Welcome to Just Answer. I am here to help you resolve your tax and finance concerns. Please feel free to ask anytime you need extra help.
The IRS is specific in the deductibility of meal expenses. They only allow the deduction of 50% of this cost. Here is a brief piece from them.
Taxpayers who travel away from home on business may deduct related expenses, including the cost of reaching their destination, the cost of lodging and meals and other ordinary and necessary expenses. Taxpayers are considered "traveling away from home" if their duties require them to be away from home substantially longer than an ordinary day's work and they need to sleep or rest to meet the demands of their work. The actual cost of meals and incidental expenses may be deducted or the taxpayer may use a standard meal allowance and reduced record keeping requirements. Regardless of the method used, meal deductions are generally limited to 50 percent as stated earlier. Only actual costs for lodging may be claimed as an expense and receipts must be kept for documentation. Expenses must be reasonable and appropriate; deductions for extravagant expenses are not allowable. More information is available in Publication 463, Travel, Entertainment, Gift, and Car Expenses.

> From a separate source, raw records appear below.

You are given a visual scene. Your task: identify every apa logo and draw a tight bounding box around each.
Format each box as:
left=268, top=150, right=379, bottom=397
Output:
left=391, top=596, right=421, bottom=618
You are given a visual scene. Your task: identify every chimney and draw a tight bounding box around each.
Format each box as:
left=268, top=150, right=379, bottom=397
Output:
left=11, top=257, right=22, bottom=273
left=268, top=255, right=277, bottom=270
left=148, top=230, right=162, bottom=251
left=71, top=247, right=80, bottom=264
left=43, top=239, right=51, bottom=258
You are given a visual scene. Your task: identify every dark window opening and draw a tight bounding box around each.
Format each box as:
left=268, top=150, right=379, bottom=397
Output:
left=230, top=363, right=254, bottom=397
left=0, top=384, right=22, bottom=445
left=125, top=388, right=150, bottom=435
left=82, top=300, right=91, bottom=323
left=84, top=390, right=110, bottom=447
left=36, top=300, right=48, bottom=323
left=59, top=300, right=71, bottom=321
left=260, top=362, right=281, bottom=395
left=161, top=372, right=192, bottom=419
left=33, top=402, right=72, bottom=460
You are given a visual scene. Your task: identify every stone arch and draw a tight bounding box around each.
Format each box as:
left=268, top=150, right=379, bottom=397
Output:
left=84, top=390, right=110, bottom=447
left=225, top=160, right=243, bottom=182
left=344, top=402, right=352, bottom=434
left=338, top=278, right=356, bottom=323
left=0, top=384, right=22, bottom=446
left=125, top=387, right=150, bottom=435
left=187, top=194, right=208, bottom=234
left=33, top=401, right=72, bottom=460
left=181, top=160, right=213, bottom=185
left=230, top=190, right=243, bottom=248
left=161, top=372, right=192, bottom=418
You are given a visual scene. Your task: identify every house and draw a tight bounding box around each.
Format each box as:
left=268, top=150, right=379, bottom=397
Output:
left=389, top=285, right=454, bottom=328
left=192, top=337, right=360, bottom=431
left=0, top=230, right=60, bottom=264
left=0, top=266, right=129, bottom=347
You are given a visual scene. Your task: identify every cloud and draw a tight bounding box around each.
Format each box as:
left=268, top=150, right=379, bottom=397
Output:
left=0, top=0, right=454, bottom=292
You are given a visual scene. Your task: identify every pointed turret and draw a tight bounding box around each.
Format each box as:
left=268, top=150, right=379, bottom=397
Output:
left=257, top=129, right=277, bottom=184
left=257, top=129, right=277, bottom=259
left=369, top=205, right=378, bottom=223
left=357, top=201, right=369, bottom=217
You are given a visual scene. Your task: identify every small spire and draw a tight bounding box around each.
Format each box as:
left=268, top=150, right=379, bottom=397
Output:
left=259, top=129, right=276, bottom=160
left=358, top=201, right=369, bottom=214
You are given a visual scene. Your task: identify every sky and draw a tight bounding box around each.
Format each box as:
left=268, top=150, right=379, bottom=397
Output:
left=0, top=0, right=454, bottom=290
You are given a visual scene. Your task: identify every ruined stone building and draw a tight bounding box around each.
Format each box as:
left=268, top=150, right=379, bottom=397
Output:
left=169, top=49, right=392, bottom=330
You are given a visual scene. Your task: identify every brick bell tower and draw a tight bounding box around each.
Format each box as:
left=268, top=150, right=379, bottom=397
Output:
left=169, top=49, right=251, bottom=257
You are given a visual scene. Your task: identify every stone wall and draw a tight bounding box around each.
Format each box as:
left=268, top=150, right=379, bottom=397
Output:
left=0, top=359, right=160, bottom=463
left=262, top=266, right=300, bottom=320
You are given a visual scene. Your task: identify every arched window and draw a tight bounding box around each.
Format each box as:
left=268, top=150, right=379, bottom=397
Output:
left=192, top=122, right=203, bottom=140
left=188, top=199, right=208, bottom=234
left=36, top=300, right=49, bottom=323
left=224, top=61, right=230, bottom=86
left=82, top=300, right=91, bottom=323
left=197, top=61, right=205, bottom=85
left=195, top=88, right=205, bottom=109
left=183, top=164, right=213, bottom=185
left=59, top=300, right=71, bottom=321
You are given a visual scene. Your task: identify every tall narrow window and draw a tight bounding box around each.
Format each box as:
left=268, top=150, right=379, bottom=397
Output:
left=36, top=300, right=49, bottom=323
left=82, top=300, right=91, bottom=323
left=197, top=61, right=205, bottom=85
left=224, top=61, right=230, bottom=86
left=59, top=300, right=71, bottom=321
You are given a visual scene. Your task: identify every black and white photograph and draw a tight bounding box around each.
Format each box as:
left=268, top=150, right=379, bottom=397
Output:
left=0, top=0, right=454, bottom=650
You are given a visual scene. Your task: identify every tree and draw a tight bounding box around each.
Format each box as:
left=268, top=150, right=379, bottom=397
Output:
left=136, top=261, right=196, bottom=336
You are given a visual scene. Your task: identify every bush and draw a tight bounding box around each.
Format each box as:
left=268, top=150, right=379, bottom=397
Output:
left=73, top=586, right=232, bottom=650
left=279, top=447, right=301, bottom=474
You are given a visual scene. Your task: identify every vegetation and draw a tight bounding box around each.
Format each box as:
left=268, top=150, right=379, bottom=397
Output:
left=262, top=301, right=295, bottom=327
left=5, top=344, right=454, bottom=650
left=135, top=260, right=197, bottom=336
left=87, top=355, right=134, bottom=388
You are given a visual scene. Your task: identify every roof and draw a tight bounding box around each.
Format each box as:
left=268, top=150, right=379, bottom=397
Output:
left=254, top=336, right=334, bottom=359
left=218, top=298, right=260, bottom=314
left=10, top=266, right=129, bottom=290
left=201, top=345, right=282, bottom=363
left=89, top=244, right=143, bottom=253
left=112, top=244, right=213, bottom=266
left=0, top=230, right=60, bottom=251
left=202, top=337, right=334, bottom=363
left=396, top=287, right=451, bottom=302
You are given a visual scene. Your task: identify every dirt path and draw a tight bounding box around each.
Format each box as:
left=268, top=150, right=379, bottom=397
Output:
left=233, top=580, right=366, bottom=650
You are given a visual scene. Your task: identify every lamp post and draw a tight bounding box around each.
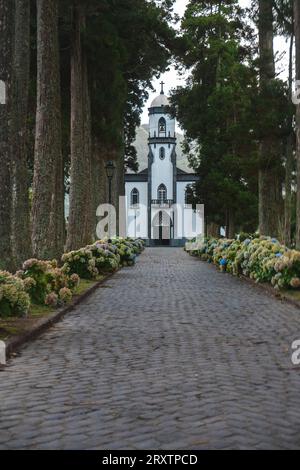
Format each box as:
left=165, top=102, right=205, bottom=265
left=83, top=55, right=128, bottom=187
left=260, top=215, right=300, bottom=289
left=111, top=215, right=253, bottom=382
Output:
left=105, top=160, right=116, bottom=204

As to your accountant's statement that you should use the higher per diem thereby saving some of this deduction (actually putting you ahead, there is a problem. If you only used $10 in billing for this cost, you will only be able to deduct the 1/2 of that or $5. Doing otherwise will create a risk if you are ever audited. Audits will involve the examination of actual billings and will determine that you have misstated the deduction. This is a risk you may not want to take.
I think my accountant was referring only to meals/incidentals, not hotel per diem. And he seems to be correct because as you noted:
The actual cost of meals and incidental expenses may be deducted or the taxpayer may use a standard meal allowance and reduced record keeping requirements. Regardless of the method used, meal deductions are generally limited to 50 percent as stated earlier. (This refers to 50% of the standard meal allowance as well as to actuals.)
What I find odd is that contractors sometimes get a 1099 form that only lists labor and not reimbursed expenses. Contractors who get those annual summaries tell me that they therefore do not have to pay any tax on expenses since the companies did not show they paid them.
The companies do show they paid the expenses and to whom they were paid in their records. They just do not issue the 1099 forms for this. It is strange that they would do this for some but not all. They could face penalties if the IRS determines they issued the forms incorrectly but that is not your concern as long as you are doing things correctly.
Thank you for the opportunity to assist you.